И тогда они с мужем решили, раз их девочка умерла, надо
осчастливить другую, взять приёмного ребёнка. Но они не хотели, чтобы старшие плохо относились к младшей, раз она не родная, и решили всё сохранить в тайне.
Пока Авдотья Макаровна лежала в больнице, Василий Филиппович связался с Алевтиной Филипповной, их общей знакомой, работающей в приюте для детей.
Алевтина Филипповна тут же дала им ребёнка, помогла всё оформить, и из больницы женщина уже вернулась с малышкой.
Началось всё с того момента, когда Авдотья Макаровна решила искупать дочку, и заметила у неё на боку татуировку.
Изумлению женщины не было предела, и она пошла к
Алевтине Филипповне, чтобы прояснить ситуацию.
– Да я не имею понятия, откуда у неё татуировка, – растерянно проговорила Алевтина Филипповна, – сдавая детей в приют, у нас можно не сообщать никаких координат. Просто приносишь ребёнка, кладёшь перед дверью, звонишь, и быстро уходишь. Правда, при девочке была метрика, родители, Иванов Иван Иванович, и Иванова Мария Сергеевна. Если ребёнок с метрикой, мы оставляем ему имя, данное родителями, как и в данном случае.
– Но у неё крест на шее был надет, – продолжала упорствовать Авдотья Макаровна, – причём крест не православный, католический. Наверное, её сразу окрестили, только крестик неправильный купили.
– Я не видела креста, – покачала головой Алевтина Филипповна.
– Она была в пелёнках, наверное, ты не успела раздеть малышку?
– Как её принесли, тут же Василий прибежал, и я отдала ему девочку, – пожала плечами директор приюта.
Так Авдотья Макаровна ничего от неё и не добилась, но девочка оказалась особенная, и это всем было видно.
Все дети в их семье трудоголики, а Мирослава стремилась к умственной работе. Она много читала, единственная из всех детей, кто окончил школу, и мечтала продолжить образование.
Но Василий Иванович был категорически против, он запретил девочке даже думать о дальнейшем образовании, считая, что оно ей не понадобиться.
Но девочка была очень упрямой, и делала всё по-своему, ни с
кем не считаясь. Она такой хай подняла, когда Василий Иванович не хотел, чтобы она одиннадцатилетку заканчивала. Считал, что и девяти достаточно, но она была упрямой и упорной, и добилась своего.

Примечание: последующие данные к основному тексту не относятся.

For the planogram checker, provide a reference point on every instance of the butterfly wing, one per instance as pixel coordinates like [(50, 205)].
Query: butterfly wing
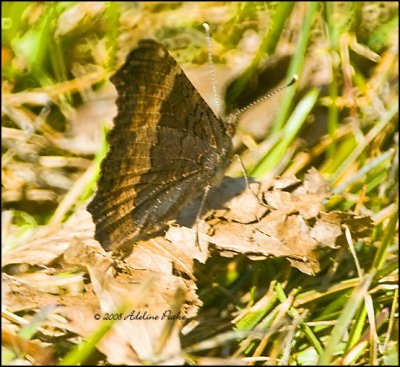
[(165, 147)]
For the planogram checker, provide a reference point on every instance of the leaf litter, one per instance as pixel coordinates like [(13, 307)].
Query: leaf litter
[(155, 286)]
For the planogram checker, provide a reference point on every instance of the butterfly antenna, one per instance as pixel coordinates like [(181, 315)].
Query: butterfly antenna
[(212, 70), (234, 115)]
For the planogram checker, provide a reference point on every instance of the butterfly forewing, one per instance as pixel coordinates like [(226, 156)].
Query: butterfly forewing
[(165, 148)]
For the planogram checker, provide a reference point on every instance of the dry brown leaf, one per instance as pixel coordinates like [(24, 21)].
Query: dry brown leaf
[(286, 219)]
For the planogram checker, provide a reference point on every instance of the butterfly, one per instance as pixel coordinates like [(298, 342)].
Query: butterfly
[(165, 148)]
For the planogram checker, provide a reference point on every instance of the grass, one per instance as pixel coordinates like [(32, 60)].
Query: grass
[(341, 117)]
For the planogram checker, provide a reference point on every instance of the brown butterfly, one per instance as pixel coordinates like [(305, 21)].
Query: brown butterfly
[(166, 147)]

Она умела добиваться, а соседи головой качали, глядя на красивую девочку, с годами делающуюся только ещё краше, и очень строптивую.
Больше всего Авдотья Макаровна боялась, что Слава спросит про татуировку, но та и не заикалась.
Школу Слава окончила на отлично, а потом к ним прибежала любопытная соседка Зинаида, и доложила, что видела Мирославу, садившуюся в машину к какому-то парню.
Изумлению Симоновых не было предела, потом они впали в ярость. Вернее, в ярость впал Василий Иванович, а Авдотья Макаровна здорово расстроилась. Она очень любит свою дочку, хоть она ей и не родная.
Когда Мирослава пришла домой, на неё обрушился скандал, отец вышел из себя, и для острастки ударил Мирославу.
– Да ты малолетняя проститутка, – заорал он не своим голосом, – немедленно пойдёшь матери в церкви помогать!
– И не подумаю! – заорала в ответ Мирослава, – я вообще поеду в Москву, искать своих настоящих родителей!
– Что ты сказала? – переспросил Василий Иванович свистящим
голосом, а Авдотья Макаровна схватилась за сердце. Именно этого она больше всего боялась.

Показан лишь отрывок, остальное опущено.